Elle vint, changea le fauteuil de place et remonta sur les genoux du bonhomme une couverture qui avait glissé. Pendant qu’elle était ainsi penchée, il lui souffla à l’oreille, d’un ton espiègle :

— Hortense, c’est ta faute !

Puis il ricana amèrement.

Lorsqu’il avait le moindre éclair de raison, l’accident qui avait terminé sa vie de labeur était toujours son souvenir premier. Il ne se passait point de jour que la Misangère n’entendit de cruels reproches. Elle ne sy habituait pas, tressaillait à chaque fois sous les paroles cinglantes.

— Ose dire que ce n’est pas ta faute !… Sans ta méchanceté, je serais encore aux champs… m’y promenant comme les autres !

La Misangère se redressa, la figure blême, Solange, sur le seuil de la porte, écoutait les paroles de son père ; elle ne se permit point de sourire, mais le contentement parut cependant sur son visage narquois.

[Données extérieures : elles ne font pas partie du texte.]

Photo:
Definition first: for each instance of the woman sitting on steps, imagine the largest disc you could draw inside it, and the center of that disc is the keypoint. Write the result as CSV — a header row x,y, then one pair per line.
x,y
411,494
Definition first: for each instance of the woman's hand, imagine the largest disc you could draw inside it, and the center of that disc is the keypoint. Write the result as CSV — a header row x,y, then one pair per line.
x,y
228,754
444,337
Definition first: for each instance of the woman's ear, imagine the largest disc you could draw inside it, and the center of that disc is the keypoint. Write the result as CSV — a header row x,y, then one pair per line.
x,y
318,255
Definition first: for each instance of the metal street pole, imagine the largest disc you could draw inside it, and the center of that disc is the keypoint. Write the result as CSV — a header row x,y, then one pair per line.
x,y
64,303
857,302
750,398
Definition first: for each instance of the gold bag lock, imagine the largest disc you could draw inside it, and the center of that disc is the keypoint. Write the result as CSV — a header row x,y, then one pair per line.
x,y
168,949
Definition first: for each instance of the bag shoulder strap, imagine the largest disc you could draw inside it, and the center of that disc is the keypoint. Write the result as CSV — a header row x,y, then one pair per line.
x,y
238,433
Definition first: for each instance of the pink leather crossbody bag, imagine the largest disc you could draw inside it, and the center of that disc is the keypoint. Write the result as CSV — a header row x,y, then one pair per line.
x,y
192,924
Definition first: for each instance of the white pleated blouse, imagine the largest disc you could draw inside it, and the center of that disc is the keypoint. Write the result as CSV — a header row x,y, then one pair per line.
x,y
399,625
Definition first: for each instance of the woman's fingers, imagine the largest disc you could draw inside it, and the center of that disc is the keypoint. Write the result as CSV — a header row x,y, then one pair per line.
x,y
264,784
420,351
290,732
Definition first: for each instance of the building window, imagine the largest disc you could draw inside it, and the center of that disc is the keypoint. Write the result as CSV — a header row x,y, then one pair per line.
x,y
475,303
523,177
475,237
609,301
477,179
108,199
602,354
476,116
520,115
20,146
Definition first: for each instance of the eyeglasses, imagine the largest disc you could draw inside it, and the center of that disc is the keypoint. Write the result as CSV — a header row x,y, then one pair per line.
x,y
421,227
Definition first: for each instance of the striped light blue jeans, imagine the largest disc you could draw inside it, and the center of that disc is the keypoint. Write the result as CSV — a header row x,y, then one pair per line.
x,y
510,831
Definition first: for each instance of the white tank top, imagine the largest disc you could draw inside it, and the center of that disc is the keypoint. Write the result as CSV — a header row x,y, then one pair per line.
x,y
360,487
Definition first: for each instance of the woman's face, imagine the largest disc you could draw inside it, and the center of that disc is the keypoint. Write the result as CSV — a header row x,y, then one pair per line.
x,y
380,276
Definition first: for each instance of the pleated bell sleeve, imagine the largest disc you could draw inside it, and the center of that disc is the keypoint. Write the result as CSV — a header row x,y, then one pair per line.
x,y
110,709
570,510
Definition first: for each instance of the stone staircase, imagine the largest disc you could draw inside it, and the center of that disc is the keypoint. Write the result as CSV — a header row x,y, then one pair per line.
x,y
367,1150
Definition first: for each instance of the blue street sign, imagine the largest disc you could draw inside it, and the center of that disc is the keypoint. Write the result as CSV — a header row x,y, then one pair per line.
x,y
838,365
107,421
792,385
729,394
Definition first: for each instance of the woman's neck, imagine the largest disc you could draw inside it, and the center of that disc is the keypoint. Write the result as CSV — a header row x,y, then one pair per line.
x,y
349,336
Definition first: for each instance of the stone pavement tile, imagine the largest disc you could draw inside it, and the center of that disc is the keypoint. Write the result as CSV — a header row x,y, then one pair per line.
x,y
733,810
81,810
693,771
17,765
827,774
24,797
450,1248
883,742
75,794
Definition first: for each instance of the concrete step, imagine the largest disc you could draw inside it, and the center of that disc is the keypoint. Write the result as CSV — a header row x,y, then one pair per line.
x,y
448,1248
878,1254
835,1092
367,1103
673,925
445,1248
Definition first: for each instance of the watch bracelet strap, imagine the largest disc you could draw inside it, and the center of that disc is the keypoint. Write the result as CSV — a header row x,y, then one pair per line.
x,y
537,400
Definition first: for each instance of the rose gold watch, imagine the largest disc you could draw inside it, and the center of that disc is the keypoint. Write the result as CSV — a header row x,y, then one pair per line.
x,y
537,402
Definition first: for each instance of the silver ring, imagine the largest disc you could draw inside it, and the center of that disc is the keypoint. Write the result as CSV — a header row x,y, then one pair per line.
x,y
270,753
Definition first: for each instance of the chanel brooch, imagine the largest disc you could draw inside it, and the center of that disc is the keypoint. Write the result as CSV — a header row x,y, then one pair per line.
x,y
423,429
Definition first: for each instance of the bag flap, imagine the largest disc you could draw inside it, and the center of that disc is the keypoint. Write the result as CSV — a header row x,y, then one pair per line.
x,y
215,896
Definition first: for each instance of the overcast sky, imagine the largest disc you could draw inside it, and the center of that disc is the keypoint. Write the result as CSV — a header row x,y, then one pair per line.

Le départ inattendu de Francine, à la fn du printemps, en période de grand travail, ne facilita point la tâche de la Misangère. Il lui fallut faire front de tous les côtés. Norbert vint en permission à ce moment-là ; l’herbe du Marais n’étant pas encore mûre, la Misangère employa son fils aîné dans la plaine où il fit belle besogne. Mais, lui parti, il fallut bien demander l’aide d’autrui.

Avant de s’y résoudre, elle exigea des siens le plus grand effort.